Her ülkede siyasal iktidarlar vardır. Demokratik ülkelerde seçimle iktidara gelenler; anayasa, yasa ve hukuk kurallarına uyarak belirli bir süre için yönetimi sürdürürler. Bu süre sonunda, özgür ve adil seçimler ile iktidarlar ya da iktidara gelenler yenilenir. Ülkede istikrarsızlıktan çıkarı olanlar, bu yöntemlere dayanan demokrasiye yönelik en büyük tehdittir. Bu nedenle, son yaşadığımız olay, demokrasimize yönelik çok ciddi bir provokasyondur. Bu provokasyonu planlayanların amacı ise demokratik seçimleri ve demokrasinin işleyişini ortadan kaldırmak çabasıdır.

Demokrasimize ve ülkemize yönelik ciddi bir saldırı ile karşı karşıyayız.
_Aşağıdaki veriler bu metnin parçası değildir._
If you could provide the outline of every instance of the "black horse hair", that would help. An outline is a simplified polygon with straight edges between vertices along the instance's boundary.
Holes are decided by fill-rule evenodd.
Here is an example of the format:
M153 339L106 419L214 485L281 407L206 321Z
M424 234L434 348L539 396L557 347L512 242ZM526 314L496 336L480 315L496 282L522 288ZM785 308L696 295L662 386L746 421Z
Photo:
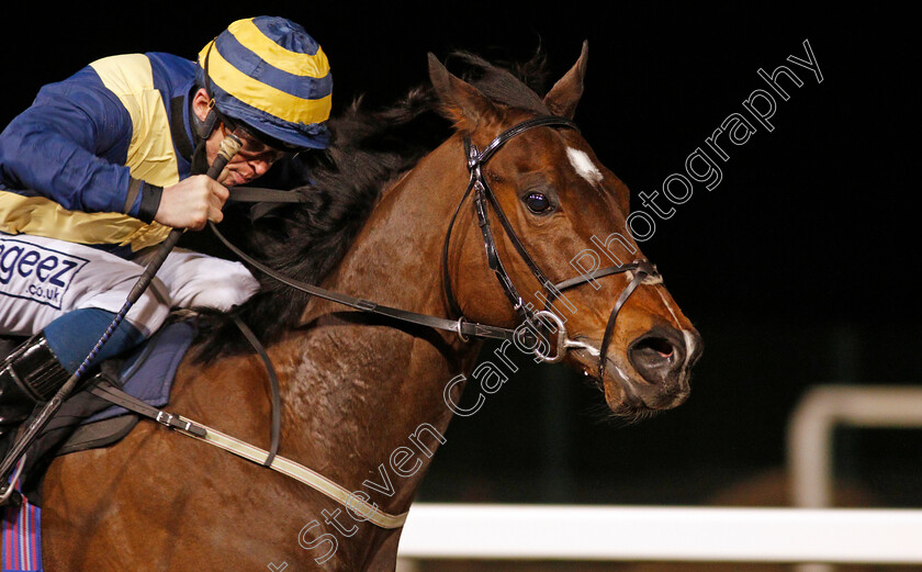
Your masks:
M522 64L494 65L466 52L454 52L446 60L449 69L460 65L463 70L453 72L495 103L543 114L548 110L538 93L544 89L546 64L540 47ZM319 284L341 261L382 191L451 135L451 125L439 112L438 98L428 83L384 109L366 109L358 98L328 125L333 133L328 149L308 152L282 168L273 167L257 181L301 190L306 202L273 209L255 221L249 220L247 209L226 209L221 224L222 233L251 257L312 284ZM235 258L213 238L200 236L187 246ZM270 344L299 326L311 296L250 270L261 289L231 312L263 344ZM199 361L251 351L229 317L229 313L199 309Z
Bu saldırıyı ortadan kaldırmak için iktidar ve muhalefete ayrı görevler düşer. İktidara düşen görev, bu saldırıyı açığa çıkarıp planlayıcıları yargı önüne çıkarmaktır. Muhalefete düşen görev ise, demokratik mücadele dışındaki yöntemlerden uzak durup provokasyonlara geçit vermemektir.

Bu saldırıyı terör örgütlerine ihale ederek konuyu kapatmaya çalışanlar olursa, bu güçler, saldırıyı yapanlar ile kol kola yürüdüklerini unutmamalıdır.

Bu ülkede terör ve şiddet ile siyasi başarılar kazanmaya çalışanları uyarmak gerekir. Dünyada terör ve şiddet ile iktidarları sürdürmek dönemi artık sona ermiştir ve önünde sonunda demokrasi kazanacaktır.